Rights group slams BPI for “whingeing” over piracy
Rights campaigners have accused the record industry of whingeing after it published a report calling for stricter online controls to counter piracy despite download revenue increasing.
The BPI’s Digital Music Nation 2010 report highlighted high revenue growth in the online music market, but bemoaned the fact that piracy was still rife in the UK.
According to the BPI research, UK residents have downloaded 1.2 billion tracks illegally this year, and paid to download only 370 million tracks.
The BPI is whingeing that growth in their profits in the middle of a recession isn’t good enough
Despite the lost sales, online music surged to make up a quarter of music industry sales, pointing to a recovering industry.

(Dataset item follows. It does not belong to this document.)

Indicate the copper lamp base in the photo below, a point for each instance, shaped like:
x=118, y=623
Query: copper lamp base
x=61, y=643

“The BPI is whingeing that growth in their profits in the middle of a recession isn’t good enough,“ said Jim Killock, executive director of the Open Rights Group.

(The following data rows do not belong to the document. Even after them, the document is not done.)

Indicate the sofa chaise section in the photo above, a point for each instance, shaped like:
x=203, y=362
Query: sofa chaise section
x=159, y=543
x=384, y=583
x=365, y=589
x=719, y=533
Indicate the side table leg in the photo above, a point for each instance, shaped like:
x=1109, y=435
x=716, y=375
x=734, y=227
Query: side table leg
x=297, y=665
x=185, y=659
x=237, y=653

“They argue for measures that would curtail innocent people’s human rights in order to increase their profits. That is immoral.”

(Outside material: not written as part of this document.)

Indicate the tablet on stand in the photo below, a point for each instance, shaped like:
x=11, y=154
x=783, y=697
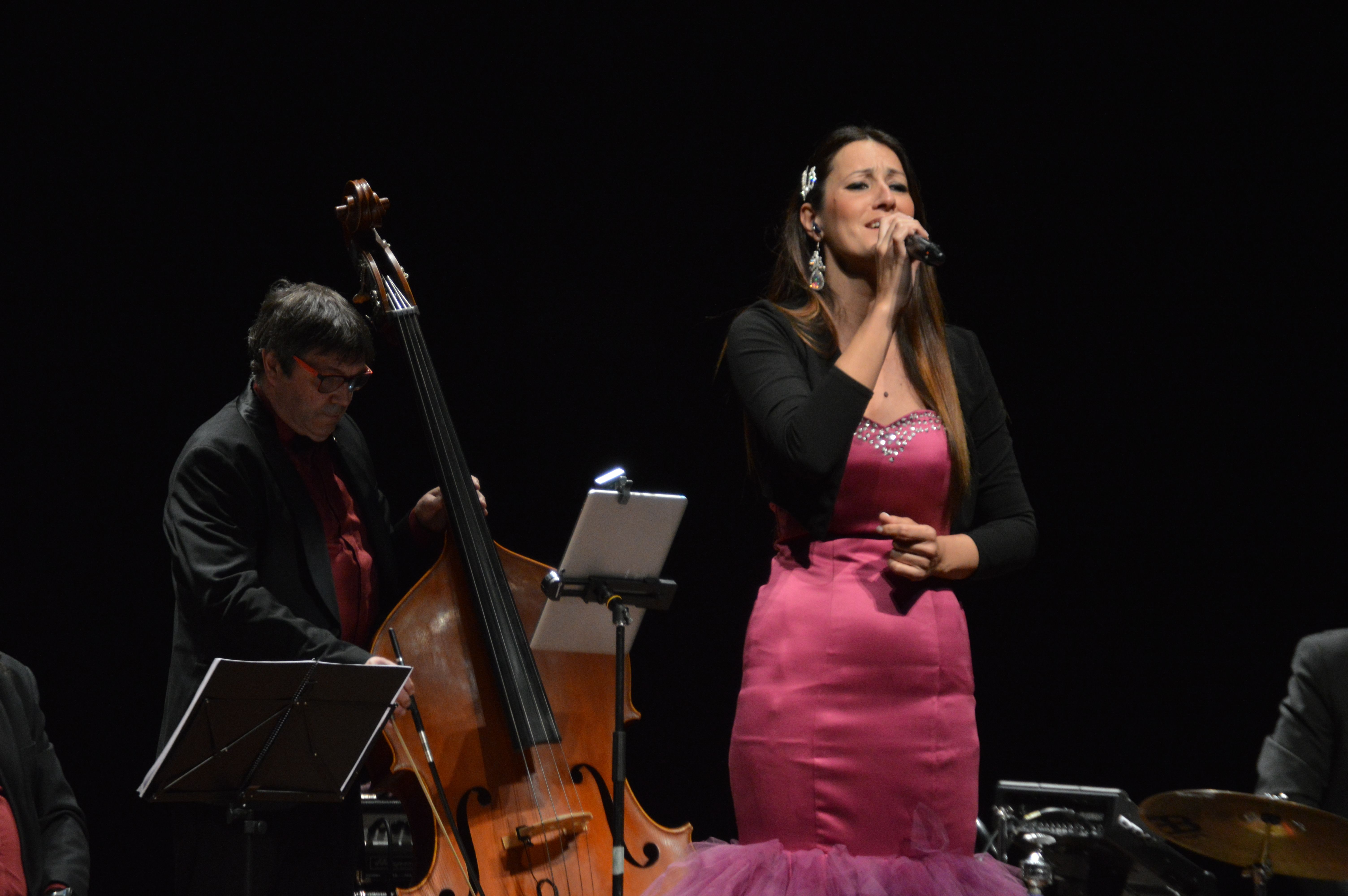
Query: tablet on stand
x=609, y=579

Sales of digital singles soared to 160 million this year compared with 149.7 million last year.
Research cited in the report claimed that 7.7 million Britons obtain music unlawfully, and the BPI used these figures to call for Government action.
“This confirms the need for the urgent implementation of the Digital Economy Act, alongside industry initiatives to educate,” the BPI said in a statement, referring to proposals that would provide ammunition to take action against persistent copyright infringers.
However, Killock cautioned against reading too much into the research, claiming the statistics should be treated with a “pinch of salt”.
“The danger is that the Government will take these figures seriously and use them as a reason to implement law, rather than undertake its own research,” he said.
“The Government has never commissioned independent research and relies on those from other countries or the music industry, which obviously has a vested interest.”
The BPI’s report drew on a survey of 5,393 people from Harris Interactive and UKOM/Nielsen and, which monitors the web habits of 35,000 UK surfers.